In the Lithuanian language, nominals have two genders, masculine and feminine. There are no neuter nouns in the Lithuanian language. In translations from English it is often necessary to carefully check the accuracy of full match segments, as the identical English language segments with neuter pronouns may require a different Lithuanian translation because of the need to use masculine or feminine pronouns. For example, let’s say the text refers to an object that is a masculine noun in Lithuanian. In English sentences, when this item is replaced by a pronoun, it will be it, its, they or them, and in the Lithuanian translation it will be jis (he), jo (his), jie (they), jiems (them). However, when the text refers to an object that is a feminine noun in Lithuanian, then the identical English sentence will be translated differently into Lithuanian because the feminine pronoun will need to be used: ji (she), jos (her), jos (they), joms (them) and so on. In addition, it must be remembered that it is not only the pronoun, but also the gender of adjectives relating to it that will be different. So in no way can you just press the “get translation” button without making sure that the hundred percent match is taken from the same context.

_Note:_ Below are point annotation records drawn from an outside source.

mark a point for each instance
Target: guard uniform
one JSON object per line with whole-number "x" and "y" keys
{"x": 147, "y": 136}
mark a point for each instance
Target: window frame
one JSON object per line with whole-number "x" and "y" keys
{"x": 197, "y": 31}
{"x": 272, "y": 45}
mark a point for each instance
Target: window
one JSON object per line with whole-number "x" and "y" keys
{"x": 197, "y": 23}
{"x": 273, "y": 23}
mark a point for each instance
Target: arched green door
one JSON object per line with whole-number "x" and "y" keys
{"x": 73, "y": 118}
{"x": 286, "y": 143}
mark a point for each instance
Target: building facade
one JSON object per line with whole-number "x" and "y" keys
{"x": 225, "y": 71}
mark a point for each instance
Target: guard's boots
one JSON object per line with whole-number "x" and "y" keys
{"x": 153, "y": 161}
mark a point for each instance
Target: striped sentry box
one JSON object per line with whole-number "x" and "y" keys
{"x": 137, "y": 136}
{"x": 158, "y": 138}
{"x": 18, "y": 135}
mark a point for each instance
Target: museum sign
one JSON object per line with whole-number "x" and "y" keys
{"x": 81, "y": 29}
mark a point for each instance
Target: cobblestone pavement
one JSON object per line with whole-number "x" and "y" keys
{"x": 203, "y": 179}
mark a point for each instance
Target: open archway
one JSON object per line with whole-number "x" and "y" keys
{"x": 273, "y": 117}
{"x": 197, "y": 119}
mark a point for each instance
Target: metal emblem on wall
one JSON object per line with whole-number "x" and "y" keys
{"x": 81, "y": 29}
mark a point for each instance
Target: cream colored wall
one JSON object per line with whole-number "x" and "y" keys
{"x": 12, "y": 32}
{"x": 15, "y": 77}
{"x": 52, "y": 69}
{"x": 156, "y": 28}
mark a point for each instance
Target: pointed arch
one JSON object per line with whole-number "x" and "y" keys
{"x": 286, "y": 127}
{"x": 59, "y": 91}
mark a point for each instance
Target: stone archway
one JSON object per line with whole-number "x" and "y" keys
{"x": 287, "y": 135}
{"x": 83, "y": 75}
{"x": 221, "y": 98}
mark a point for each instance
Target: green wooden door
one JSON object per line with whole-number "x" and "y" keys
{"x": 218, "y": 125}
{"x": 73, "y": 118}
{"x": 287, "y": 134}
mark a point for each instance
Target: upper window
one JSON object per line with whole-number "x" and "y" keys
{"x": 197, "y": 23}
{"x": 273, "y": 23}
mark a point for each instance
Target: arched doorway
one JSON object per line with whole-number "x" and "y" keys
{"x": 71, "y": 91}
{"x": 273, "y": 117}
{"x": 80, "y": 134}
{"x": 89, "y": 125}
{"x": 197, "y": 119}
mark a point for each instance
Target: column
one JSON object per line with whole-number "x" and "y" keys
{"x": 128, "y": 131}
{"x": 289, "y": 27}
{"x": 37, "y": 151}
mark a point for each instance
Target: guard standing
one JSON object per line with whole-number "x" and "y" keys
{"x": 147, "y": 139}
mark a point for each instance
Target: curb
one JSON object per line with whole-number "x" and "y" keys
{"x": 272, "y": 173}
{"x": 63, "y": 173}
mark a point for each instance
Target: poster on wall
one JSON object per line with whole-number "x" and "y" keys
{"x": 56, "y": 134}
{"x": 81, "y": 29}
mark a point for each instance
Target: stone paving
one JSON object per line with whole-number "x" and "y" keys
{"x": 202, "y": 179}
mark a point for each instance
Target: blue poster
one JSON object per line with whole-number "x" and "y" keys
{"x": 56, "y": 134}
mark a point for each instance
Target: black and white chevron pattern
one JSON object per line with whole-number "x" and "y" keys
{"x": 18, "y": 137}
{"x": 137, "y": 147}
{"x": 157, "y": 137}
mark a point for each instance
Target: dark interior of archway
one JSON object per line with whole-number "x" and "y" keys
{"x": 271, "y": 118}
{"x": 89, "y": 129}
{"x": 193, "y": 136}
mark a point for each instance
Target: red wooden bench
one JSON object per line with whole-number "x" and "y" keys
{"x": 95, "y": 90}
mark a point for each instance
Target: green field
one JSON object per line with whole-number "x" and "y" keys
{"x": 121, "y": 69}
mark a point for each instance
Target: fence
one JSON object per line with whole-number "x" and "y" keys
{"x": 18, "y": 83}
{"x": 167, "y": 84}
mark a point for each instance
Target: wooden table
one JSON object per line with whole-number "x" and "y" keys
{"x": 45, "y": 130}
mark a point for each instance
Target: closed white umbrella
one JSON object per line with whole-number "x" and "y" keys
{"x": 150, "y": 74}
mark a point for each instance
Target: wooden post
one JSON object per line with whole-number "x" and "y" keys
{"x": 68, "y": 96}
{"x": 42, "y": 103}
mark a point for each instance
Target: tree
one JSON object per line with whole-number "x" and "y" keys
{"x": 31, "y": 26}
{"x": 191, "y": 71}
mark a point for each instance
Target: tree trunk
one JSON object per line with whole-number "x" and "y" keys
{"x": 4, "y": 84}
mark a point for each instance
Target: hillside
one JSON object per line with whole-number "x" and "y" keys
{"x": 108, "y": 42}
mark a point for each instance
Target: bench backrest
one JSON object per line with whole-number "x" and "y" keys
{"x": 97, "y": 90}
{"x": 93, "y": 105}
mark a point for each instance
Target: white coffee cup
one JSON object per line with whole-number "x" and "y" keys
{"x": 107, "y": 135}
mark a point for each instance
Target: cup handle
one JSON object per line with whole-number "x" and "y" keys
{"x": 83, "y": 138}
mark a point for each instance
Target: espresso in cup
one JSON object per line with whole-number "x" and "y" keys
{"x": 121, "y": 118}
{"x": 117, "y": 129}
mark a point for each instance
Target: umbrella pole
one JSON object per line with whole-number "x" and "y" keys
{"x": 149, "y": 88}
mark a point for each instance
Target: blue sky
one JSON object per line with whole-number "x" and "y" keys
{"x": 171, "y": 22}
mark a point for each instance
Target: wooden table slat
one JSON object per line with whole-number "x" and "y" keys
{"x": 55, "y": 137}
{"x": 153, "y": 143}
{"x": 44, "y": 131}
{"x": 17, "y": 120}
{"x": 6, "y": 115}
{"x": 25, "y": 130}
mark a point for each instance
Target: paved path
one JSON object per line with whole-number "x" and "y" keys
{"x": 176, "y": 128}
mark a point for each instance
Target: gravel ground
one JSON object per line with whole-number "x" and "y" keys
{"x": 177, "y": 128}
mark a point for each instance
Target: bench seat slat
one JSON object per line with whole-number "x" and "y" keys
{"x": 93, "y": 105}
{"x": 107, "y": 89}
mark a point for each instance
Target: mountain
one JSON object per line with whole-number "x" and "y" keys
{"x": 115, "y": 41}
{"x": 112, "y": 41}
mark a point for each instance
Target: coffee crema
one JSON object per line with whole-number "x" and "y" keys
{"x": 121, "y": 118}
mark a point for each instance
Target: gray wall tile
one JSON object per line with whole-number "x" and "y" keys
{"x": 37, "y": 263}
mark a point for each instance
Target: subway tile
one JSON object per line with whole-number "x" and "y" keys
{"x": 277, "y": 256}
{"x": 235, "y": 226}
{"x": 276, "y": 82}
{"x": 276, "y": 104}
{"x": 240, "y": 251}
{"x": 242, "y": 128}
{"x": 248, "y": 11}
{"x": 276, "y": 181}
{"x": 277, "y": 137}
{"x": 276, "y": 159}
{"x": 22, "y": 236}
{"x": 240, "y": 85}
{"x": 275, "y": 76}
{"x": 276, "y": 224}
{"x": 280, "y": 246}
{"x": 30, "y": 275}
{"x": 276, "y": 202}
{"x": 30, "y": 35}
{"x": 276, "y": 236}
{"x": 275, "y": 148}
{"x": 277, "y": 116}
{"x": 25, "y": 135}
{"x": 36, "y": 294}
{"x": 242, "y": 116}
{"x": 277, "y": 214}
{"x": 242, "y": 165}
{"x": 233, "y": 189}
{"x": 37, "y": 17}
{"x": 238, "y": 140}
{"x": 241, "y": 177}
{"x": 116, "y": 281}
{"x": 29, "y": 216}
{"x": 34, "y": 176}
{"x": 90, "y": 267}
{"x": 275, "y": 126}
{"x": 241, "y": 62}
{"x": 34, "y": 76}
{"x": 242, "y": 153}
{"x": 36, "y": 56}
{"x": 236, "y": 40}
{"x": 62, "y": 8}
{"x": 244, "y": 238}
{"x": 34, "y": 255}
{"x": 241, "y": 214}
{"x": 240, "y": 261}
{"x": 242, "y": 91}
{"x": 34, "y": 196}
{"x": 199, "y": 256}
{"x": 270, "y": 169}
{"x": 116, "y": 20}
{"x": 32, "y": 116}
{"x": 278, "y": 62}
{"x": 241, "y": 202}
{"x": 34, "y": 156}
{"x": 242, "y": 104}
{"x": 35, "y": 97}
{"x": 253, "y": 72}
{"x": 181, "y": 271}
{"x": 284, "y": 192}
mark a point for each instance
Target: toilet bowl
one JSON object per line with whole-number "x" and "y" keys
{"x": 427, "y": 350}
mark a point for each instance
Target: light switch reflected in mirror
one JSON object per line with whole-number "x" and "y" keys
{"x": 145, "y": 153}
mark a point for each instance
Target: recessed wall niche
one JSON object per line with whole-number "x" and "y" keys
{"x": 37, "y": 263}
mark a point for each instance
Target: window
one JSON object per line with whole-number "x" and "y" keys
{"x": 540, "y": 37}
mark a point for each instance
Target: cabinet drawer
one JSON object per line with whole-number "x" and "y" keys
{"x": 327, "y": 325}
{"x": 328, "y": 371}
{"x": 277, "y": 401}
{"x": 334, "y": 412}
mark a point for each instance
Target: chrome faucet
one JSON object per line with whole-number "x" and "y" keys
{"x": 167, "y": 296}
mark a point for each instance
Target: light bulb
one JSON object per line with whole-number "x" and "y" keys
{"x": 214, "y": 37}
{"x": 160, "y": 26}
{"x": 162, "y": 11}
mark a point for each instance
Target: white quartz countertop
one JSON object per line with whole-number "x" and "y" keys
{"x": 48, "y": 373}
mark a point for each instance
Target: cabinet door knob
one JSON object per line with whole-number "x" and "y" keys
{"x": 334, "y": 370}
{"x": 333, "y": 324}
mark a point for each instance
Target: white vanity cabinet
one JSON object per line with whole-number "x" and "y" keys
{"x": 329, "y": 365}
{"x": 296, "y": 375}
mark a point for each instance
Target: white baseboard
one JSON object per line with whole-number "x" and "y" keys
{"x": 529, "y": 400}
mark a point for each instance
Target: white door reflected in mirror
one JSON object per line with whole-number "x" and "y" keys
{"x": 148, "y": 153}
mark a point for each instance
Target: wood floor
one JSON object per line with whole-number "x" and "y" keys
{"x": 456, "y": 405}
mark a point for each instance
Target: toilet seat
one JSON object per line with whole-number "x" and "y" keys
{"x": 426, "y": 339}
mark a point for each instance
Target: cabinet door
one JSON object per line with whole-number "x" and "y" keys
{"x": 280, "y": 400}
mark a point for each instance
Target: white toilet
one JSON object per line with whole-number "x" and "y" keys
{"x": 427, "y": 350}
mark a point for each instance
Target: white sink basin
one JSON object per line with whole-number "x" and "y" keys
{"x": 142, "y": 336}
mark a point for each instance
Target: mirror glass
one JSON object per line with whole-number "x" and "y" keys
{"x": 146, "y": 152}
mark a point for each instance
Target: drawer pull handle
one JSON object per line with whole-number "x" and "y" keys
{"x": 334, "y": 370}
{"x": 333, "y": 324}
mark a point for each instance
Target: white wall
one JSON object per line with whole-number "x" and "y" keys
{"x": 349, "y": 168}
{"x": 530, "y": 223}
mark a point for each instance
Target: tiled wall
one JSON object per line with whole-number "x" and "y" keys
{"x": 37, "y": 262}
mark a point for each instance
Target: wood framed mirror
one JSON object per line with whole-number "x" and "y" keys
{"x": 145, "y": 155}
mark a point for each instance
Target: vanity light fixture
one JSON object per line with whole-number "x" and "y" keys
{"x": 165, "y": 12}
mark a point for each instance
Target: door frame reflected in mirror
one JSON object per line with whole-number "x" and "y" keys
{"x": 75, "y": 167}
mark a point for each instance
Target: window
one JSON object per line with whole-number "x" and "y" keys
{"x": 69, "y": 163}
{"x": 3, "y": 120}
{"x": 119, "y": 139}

The rules for using quotation marks in the Lithuanian language are also different from most languages. For example, in English, company or brand names are written without quotation marks, while they are mandatory in the Lithuanian language. Therefore, clients are often dissatisfied with translations containing quotes, preferring to have a uniform layout of brochures or instructions for all localized languages. It is true that quotes can be avoided by distinguishing the names by other means such as a different font, but often clients are not satisfied with this and require there to be no distinguishing. However, the omission of any required quotes is exactly the same error as the omission of other punctuation marks.

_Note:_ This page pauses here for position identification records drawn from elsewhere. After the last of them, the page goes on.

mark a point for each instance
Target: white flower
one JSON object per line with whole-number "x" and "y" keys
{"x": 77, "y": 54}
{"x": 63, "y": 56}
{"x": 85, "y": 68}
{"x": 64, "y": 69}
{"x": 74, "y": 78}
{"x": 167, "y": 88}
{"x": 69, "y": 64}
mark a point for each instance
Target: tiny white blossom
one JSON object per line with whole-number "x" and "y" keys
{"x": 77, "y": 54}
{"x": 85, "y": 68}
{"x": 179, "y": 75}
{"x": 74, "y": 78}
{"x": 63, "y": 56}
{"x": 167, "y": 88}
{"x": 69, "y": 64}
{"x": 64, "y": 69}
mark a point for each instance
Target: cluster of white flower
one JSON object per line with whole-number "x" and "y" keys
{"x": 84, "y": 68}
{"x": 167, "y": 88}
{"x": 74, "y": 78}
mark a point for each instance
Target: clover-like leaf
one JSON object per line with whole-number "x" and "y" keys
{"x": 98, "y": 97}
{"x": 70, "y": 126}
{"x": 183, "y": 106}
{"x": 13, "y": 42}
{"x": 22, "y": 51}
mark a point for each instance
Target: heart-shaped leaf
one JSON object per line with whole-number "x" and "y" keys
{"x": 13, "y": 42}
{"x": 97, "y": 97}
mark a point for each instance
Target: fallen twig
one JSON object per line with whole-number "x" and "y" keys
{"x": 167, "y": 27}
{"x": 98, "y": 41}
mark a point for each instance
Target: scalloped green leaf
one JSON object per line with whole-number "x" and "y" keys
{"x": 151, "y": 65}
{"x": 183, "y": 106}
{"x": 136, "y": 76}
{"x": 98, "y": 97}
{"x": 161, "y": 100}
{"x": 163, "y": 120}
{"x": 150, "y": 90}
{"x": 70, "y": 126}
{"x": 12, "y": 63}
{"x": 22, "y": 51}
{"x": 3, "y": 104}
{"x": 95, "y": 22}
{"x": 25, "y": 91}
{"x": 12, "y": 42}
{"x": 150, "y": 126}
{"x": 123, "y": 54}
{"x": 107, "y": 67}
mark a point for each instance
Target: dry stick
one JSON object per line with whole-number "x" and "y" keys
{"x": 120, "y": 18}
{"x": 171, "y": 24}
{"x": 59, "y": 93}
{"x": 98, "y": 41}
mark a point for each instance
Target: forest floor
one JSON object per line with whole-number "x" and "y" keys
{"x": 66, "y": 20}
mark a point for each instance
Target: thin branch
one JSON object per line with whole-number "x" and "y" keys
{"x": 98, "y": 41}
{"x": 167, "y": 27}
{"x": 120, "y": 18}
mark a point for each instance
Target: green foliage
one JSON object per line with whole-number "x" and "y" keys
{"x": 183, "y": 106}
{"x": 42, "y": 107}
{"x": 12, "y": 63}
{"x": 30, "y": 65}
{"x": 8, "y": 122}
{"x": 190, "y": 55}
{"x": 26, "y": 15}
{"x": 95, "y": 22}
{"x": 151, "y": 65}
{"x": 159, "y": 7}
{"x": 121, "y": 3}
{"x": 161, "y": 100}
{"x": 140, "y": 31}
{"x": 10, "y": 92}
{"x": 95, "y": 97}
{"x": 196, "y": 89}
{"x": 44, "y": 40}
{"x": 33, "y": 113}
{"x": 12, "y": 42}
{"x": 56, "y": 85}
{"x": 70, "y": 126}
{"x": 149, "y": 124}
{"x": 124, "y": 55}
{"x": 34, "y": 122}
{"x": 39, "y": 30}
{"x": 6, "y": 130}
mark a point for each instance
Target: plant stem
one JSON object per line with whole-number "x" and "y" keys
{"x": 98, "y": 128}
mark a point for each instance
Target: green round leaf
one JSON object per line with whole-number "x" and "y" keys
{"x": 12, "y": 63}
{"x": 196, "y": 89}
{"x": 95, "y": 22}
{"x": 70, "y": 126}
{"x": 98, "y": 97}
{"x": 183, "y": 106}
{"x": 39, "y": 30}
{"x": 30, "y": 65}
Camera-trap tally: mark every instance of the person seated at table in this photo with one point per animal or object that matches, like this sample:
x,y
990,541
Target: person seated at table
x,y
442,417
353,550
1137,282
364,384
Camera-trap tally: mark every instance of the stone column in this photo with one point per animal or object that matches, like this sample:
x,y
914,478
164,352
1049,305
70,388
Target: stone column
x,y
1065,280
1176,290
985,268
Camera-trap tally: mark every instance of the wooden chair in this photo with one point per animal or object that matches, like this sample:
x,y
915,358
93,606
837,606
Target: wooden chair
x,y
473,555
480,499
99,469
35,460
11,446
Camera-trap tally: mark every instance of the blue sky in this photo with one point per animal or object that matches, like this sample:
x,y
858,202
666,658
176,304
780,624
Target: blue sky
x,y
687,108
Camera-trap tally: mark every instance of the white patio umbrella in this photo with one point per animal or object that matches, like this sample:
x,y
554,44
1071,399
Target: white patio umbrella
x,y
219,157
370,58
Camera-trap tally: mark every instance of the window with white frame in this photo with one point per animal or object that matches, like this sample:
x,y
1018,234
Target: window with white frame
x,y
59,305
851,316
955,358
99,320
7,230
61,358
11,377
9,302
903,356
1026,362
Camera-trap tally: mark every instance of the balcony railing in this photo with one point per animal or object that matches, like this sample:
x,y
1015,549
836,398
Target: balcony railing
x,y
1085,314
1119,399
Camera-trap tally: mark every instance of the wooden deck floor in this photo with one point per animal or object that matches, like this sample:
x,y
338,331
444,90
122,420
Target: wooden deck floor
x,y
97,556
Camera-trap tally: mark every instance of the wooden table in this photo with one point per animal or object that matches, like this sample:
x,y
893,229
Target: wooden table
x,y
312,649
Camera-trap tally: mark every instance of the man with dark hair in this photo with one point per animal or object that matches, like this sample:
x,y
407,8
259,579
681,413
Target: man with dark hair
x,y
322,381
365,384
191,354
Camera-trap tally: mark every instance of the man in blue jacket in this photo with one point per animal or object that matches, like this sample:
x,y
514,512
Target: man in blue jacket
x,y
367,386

In the Lithuanian language, the order of words in the sentence is absolutely free because the language is synthetic. However, in different situations and in different types of sentences, there is a certain established order of words. Inversion (words swapping places) is always possible, but in this case the sentence may seem unusual and, moreover, its meaning may be altered.

Let’s analyze an example. The English sentence “I cannot translate this text” can be translated in two ways into Lithuanian: 1. Negaliu išversti to teksto.  Here, it is the inability that is emphasized and, for instance, the fact that I have no time for the translation. 2. To teksto išversti negaliu. Here, the particular text is emphasized, and the text cannot be translated, for instance, due to its complexity or my lack of competence.

Word order in the Lithuanian language does not perform grammatical functions. However, word order performs a different function; it conveys the meaning. This means that a sentence with words arranged in any order will always be grammatically correct, but there will be a significant change in its meaning. For all of these circumstances, sometimes in the text, even in a technical text, observing the consistency required by clients and the CAT tools used is detrimental, if not to the meaning, then to the style at the very least. Usually, when making a translation of one sentence, it is always necessary to consider the emphasis of the previous sentence and to arrange the next sentence accordingly. However, when such a sentence is stripped of its context and automatically inserted into another context as a 100% match, the arrangement of its words without context can look very strange or even absurd.

The sequence of words is one reason, among others, why CAT tools cannot be used recklessly for Baltic languages.